The self-employment tax is calculated as a percentage of your net self-employment earnings. In 2014, the self-employment tax amounts to 15.3 percent of net earnings and consists of two parts:
- 12.4 % for Social Security
- 2.9 % for Medicare
The instructions for calculating the self-employment tax are found on IRS form Schedule SE: Self-Employment Tax:
- Refer to your Schedule C (or Schedule Cs if you have multiple small businesses) and enter the total amount of net profit (if less than $400, stop).
- Multiply that amount by 92.35 % (you are not taxed on your full earnings).
- For earnings less than the Additional Medicare Tax threshold, multiply the amount by 15.3%
- If you earned more than the threshold amounts found on the 1040 Schedule SE instructions, then a .9% Additional Medicare Tax may apply. Social security is capped, but all earnings are subject to Medicare.
- Multiply your self-employment tax by .50
- Enter that figure on line 27 of form 1040 in the section labeled "Adjusted Gross Income"
Here's a little-understood fact about the United States tax system: While most of us think of April 15 as Tax Day, the government is actually collecting income tax and other taxes year-round. That's how it keeps government programs funded and makes interest payments on the national debt.
If you work for someone else, your employer withholds income taxes and employment taxes — another name for Social Security and Medicare contributions — from each paycheck and deposits the funds in Federal Reserve banks. If you're self-employed, you also have to pay taxes year-round in the form of estimated taxes.
Estimated taxes consist of three parts:
- Federal income tax
- State income tax (unless you live in Alaska, Florida, Nevada, South Dakota, Texas, Washington or Wyoming)
- Self-employment tax
Follow the instructions on IRS form 1040-ES: Estimated Tax for Individuals to calculate your estimated tax payments for the coming year. The process is almost identical to the one used for calculating this year's self-employment tax, except the amount due is divided into four equal payments. Estimated taxes are due quarterly.
The estimated tax due dates for 2015 are:
- April 15, 2015
- June 15, 2015
- Sept. 15, 2015
- Jan. 15, 2016 (for fourth quarter 2015)

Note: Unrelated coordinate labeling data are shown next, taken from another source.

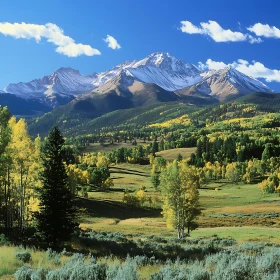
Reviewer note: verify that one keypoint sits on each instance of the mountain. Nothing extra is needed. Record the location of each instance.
(158, 77)
(20, 106)
(225, 84)
(165, 70)
(56, 89)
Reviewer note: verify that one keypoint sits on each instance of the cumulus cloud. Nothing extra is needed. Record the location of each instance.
(211, 65)
(254, 69)
(112, 42)
(217, 33)
(265, 30)
(52, 33)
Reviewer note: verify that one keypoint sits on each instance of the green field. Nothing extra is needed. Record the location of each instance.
(172, 154)
(237, 210)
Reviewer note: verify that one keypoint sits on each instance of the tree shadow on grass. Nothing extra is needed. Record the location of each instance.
(115, 210)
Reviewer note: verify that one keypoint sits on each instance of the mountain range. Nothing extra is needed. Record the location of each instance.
(158, 77)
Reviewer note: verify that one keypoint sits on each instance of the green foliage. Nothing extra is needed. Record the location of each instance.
(23, 256)
(57, 216)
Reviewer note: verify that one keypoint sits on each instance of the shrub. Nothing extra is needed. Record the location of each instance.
(23, 256)
(3, 240)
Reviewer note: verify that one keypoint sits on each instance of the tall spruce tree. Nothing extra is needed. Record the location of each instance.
(57, 214)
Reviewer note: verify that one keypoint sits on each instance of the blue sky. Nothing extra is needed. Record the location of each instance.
(245, 34)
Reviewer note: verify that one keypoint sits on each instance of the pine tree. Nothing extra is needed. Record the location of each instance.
(57, 214)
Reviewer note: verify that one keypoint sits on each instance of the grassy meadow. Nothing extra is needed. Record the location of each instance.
(229, 211)
(239, 211)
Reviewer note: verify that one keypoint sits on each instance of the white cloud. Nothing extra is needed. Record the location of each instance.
(112, 42)
(217, 33)
(254, 69)
(265, 30)
(211, 65)
(52, 33)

If your total estimated self-employment tax for the upcoming year is less than $1,000, you don't have to pay estimated taxes. But if you owe more than that amount and you fail to make estimated payments, you will be penalized a small percentage (3 % in 2014) of the amount unpaid each quarter.
You can pay estimated taxes online using a credit card or direct bank account transfer through IRS E-Pay. If you prepare your income taxes using tax preparation software, the program will automatically generate four estimated tax vouchers that you can mail in with your estimated tax payment each quarter. There are different mailing addresses for each state, so check out the instructions for Form 1040 SE for the location nearest you.